Antarctic ice destroys warm deep currents

The remains of ancient plankton helped scientists to find out that the main destroyer of Antarctic ice is warm deep currents that wash away the base of the sea part of its ice and cause it to split into parts, according to an article published in the journal Nature.

“The current reduction in ice areas in the west of the Antarctic is a consequence of the fact that the pattern of wind movement at its shores changed in the 1940s, as a result of which warm deep currents began to wash the shelf and underwater part of its ice again, which is the cause of those ice losses, Which we have seen in the past few decades, “says James Smith of the British Antarctic Expedition.

Every year, the ice shield of Antarctica loses up to 2.8 thousand cubic kilometers of ice, and in the last decade the ice cover is shrinking faster and faster. For a long time it was thought that this was due to the accelerated formation of icebergs, but American climatologists in June 2013 found that slightly more than half of the volume of disappeared ice was melted by warm currents that washed the underwater part of the Antarctic ice sheet through the original river canals at the foot of the glaciers .

Smith and his colleagues confirmed that this is actually so. These currents have already caused a sharp reduction of the ice cap of Antarctica about 10 thousand years ago, the researchers found, having studied the deposits of plankton shells formed on the seabed of Amundsen for several tens of thousands of years.

Fluctuations in water temperature, as scientists explain, strongly influence the chemical composition of the shell of some algae and zooplankton, which makes it possible to use their deposits as a kind of “climatic record”. It allows you to find out not only how the temperature of the waters of the seas and oceans in the distant past has changed, but also to understand in which direction and how the currents moved.

Having collected samples of similar fossils from different parts of the Amundsen Sea, scientists compared their contents and found that the Antarctic experienced a sharp reduction in the area of ​​ice approximately 10 thousand years ago, comparable to what is happening now.

At that time, as shown by the analysis of the isotopic composition of the plankton shells, the ice of the Antarctic began to be washed by warm enough deep currents, which were nailed to shore thanks to the “circumnavigation” of the western winds.

These streams of water undermined the foundation of the ice sheet of the western Antarctic, as a result of which large icebergs began to chip away and its area began to drastically decline.

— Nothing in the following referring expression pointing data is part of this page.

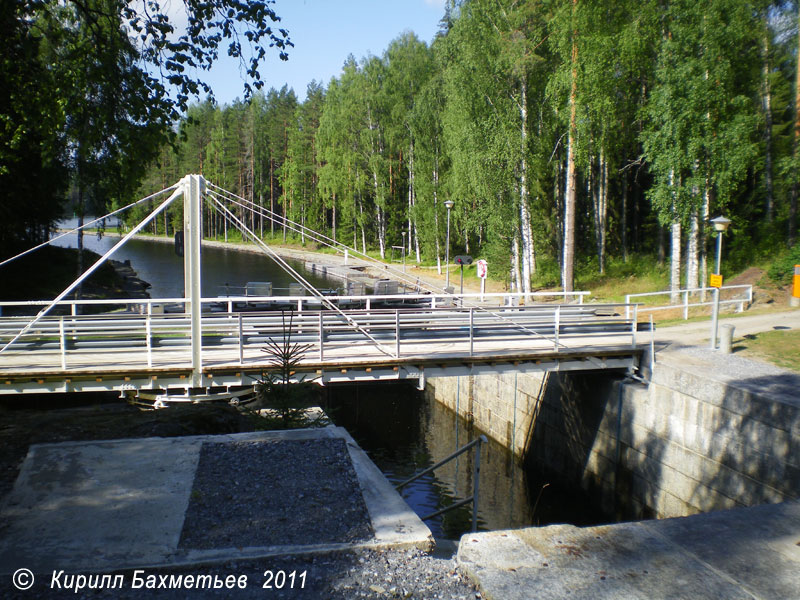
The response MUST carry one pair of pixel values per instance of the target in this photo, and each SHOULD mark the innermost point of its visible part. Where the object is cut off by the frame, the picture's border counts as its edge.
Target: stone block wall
(677, 445)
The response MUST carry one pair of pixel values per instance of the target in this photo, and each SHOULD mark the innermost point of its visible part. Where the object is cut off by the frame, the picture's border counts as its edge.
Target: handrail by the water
(475, 480)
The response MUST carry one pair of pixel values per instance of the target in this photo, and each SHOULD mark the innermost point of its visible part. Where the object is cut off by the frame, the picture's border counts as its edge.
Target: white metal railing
(394, 329)
(685, 295)
(298, 302)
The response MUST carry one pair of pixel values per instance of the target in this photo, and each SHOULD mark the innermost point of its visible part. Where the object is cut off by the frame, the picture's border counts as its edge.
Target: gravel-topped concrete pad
(743, 553)
(99, 506)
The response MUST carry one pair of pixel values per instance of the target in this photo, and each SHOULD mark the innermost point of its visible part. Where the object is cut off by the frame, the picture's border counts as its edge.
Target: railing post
(193, 226)
(471, 328)
(397, 332)
(63, 342)
(321, 337)
(148, 330)
(241, 340)
(557, 326)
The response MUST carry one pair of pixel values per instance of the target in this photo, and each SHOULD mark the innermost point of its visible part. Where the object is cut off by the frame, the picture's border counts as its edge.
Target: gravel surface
(275, 493)
(753, 375)
(349, 575)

Ice, as shown by measurements, disappeared off the coast of the Antarctic almost instantly, which on the whole repeats what is happening now off the coast of the southern continent.

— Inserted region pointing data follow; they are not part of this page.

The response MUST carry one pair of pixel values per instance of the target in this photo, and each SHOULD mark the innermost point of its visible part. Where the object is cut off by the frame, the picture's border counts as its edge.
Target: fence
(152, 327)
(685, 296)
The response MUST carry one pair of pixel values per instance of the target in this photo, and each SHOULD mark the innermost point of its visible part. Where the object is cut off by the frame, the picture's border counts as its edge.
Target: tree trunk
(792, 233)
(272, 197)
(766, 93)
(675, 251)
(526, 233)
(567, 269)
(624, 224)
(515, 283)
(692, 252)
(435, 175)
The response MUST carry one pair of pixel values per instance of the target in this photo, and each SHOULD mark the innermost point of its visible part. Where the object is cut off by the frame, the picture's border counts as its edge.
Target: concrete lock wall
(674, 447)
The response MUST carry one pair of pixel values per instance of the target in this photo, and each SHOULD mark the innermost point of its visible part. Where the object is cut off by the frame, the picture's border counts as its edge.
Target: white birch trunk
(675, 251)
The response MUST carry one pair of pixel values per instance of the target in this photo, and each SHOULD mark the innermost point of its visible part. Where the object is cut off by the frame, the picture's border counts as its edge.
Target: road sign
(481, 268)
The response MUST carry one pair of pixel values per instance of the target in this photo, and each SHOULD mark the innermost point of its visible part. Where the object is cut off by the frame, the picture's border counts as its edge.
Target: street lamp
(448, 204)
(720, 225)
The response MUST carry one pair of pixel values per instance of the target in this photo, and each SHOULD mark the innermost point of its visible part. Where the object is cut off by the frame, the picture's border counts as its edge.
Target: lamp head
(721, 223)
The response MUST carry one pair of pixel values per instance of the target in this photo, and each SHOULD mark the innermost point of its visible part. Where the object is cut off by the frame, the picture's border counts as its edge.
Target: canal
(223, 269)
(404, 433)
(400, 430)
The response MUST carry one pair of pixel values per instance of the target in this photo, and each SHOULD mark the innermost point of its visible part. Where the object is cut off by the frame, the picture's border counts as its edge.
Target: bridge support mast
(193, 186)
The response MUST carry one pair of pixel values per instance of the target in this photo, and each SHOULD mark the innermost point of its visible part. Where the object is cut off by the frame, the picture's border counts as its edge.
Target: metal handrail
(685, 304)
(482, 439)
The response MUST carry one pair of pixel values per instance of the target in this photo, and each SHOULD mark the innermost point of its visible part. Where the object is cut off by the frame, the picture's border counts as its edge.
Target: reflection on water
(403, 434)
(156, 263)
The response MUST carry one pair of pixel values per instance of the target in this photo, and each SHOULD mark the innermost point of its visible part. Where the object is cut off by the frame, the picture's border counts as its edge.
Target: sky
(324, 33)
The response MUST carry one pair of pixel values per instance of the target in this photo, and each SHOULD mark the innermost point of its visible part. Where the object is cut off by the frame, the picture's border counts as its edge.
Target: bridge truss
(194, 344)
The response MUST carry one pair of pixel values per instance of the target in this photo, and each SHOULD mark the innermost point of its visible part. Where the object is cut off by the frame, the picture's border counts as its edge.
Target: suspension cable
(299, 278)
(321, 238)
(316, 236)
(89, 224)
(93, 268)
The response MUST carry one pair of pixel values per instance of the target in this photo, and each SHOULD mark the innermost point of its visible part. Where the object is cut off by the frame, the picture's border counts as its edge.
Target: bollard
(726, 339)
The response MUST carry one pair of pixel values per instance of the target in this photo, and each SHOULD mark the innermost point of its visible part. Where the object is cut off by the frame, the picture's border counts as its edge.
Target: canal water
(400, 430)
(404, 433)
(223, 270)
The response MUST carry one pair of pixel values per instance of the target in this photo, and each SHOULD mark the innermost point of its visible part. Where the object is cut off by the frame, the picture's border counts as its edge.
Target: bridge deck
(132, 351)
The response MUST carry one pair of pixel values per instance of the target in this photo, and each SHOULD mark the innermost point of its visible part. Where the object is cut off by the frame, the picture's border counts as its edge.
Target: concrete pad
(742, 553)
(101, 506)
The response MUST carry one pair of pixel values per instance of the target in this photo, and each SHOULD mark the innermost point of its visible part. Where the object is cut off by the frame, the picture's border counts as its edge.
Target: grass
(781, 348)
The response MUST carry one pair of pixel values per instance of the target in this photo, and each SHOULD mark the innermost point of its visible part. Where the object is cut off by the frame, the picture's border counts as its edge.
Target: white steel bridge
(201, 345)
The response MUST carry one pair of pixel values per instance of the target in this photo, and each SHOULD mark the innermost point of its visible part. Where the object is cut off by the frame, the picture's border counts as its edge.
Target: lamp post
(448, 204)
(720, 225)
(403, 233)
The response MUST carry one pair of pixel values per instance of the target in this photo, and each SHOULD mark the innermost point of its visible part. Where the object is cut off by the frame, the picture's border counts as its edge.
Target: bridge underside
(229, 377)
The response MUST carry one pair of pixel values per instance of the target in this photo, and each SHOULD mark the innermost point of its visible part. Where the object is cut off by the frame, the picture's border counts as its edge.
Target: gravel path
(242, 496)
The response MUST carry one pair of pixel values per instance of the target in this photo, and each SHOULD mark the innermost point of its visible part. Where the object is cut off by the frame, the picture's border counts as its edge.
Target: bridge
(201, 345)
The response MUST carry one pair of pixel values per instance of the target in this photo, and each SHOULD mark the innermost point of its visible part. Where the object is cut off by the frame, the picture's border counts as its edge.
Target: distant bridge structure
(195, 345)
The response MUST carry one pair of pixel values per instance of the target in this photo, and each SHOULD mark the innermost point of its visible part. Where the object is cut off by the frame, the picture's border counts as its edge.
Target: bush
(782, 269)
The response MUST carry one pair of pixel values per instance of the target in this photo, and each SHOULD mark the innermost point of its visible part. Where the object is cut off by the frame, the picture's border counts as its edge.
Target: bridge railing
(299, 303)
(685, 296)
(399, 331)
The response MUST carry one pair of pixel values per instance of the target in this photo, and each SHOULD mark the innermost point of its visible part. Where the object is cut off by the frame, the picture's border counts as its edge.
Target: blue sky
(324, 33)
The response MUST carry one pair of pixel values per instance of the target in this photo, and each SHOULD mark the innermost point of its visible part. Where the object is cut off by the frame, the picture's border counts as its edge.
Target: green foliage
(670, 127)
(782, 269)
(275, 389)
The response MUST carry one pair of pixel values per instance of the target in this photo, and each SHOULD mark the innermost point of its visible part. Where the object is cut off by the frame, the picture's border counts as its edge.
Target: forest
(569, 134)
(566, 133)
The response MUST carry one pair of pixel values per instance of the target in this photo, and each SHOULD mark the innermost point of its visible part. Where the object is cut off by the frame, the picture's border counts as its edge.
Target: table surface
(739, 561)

Approximately 7.5 thousand years ago, this process stopped when the winds, scientists believe, shifted to the north and stopped sending warm water to the foothills of the glaciers. After that the Antarctic ice cover began to recover and reached the modern border.

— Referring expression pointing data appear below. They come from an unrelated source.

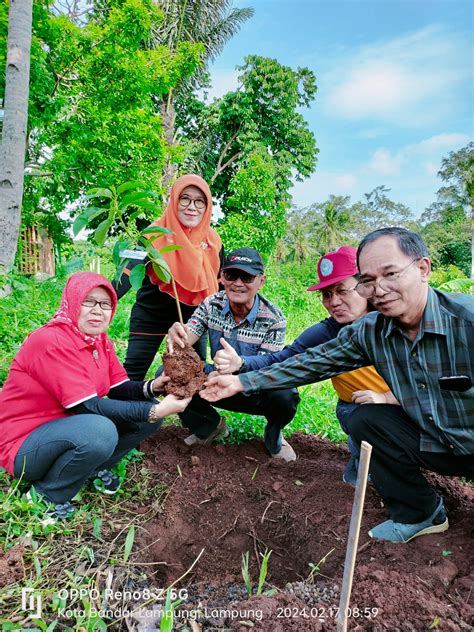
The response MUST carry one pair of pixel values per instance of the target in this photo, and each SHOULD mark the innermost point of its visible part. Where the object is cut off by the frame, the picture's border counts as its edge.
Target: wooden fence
(36, 253)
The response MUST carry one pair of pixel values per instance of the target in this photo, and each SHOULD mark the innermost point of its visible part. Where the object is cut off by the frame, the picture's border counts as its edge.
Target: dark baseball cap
(246, 259)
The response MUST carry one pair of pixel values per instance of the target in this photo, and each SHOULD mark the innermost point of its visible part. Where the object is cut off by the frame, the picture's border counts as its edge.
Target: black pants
(278, 407)
(396, 461)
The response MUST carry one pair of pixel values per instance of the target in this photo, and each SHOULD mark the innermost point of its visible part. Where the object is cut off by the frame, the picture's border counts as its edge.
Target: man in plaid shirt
(241, 318)
(421, 341)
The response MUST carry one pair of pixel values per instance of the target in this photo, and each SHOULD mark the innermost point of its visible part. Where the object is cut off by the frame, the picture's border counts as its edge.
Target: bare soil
(229, 499)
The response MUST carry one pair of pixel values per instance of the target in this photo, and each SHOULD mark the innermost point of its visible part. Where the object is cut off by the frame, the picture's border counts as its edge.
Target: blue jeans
(61, 455)
(344, 411)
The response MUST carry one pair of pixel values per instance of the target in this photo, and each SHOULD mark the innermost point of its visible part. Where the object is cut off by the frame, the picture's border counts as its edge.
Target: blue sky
(395, 90)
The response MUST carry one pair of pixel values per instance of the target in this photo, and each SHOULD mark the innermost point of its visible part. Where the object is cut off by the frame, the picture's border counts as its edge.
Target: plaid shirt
(444, 346)
(261, 331)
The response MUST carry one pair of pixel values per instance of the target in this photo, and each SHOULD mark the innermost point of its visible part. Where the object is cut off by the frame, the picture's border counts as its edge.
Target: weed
(262, 575)
(245, 572)
(263, 571)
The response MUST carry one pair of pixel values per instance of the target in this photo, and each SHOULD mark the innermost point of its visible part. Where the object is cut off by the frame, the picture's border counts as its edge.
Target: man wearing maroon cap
(421, 340)
(338, 276)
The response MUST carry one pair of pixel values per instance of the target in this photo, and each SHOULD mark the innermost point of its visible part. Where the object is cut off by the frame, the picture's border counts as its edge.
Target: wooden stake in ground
(353, 539)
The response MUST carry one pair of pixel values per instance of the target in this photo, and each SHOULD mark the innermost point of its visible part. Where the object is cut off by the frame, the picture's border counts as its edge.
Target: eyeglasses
(199, 203)
(327, 295)
(91, 302)
(233, 274)
(389, 283)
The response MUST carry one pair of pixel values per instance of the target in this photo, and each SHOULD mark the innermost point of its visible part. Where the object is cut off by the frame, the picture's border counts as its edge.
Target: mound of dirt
(186, 371)
(231, 499)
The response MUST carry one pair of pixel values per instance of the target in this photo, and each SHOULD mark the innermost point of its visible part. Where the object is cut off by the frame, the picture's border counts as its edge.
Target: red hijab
(196, 265)
(78, 286)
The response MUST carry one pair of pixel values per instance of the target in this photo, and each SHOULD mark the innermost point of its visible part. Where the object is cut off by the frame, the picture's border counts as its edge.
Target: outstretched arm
(371, 397)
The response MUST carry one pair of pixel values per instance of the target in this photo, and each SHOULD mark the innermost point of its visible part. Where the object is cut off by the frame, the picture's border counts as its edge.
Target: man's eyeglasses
(389, 283)
(233, 274)
(91, 302)
(199, 203)
(327, 295)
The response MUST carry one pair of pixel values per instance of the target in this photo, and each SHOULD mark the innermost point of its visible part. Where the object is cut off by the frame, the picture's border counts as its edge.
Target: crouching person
(57, 429)
(241, 317)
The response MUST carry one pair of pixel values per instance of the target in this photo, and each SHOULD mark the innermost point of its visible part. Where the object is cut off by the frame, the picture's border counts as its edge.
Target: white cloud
(223, 81)
(321, 185)
(411, 79)
(384, 163)
(428, 153)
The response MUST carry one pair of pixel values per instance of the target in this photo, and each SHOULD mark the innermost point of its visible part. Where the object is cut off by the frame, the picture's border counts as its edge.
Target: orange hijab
(196, 265)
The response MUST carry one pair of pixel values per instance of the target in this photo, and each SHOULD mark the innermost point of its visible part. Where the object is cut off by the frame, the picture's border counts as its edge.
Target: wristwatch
(153, 415)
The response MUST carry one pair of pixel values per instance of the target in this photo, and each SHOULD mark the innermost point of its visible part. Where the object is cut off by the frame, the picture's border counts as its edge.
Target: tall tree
(12, 151)
(210, 23)
(458, 171)
(254, 139)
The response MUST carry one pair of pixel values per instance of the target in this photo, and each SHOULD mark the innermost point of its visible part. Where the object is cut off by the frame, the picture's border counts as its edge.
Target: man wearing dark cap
(239, 317)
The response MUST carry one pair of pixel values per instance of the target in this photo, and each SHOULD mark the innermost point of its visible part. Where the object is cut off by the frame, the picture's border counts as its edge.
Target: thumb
(226, 345)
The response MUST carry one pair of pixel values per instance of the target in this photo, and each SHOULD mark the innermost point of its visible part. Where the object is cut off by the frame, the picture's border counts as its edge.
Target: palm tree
(211, 23)
(12, 150)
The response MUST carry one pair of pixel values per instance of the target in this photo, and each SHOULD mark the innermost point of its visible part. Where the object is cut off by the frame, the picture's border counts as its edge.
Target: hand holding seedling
(227, 360)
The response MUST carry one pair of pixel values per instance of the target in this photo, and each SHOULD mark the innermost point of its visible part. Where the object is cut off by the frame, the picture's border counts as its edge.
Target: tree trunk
(168, 115)
(12, 150)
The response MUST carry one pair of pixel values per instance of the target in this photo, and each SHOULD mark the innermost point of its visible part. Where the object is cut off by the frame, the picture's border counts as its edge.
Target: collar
(251, 316)
(431, 322)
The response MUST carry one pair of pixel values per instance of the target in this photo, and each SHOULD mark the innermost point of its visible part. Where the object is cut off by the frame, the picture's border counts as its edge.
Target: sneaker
(350, 471)
(398, 532)
(106, 482)
(286, 453)
(220, 431)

The same process as the excavations of Smith and his colleagues show, resumed in the 1940s, and its existence explains why the Antarctic is melting today at an unusually high rate. Why warm currents returned to the shores of Antarctica, scientists do not yet know, but suggest that the reason for this is the warming of the Pacific Ocean and the increase in the El Niño phenomenon caused by the increase in the content of greenhouse gases in the atmosphere.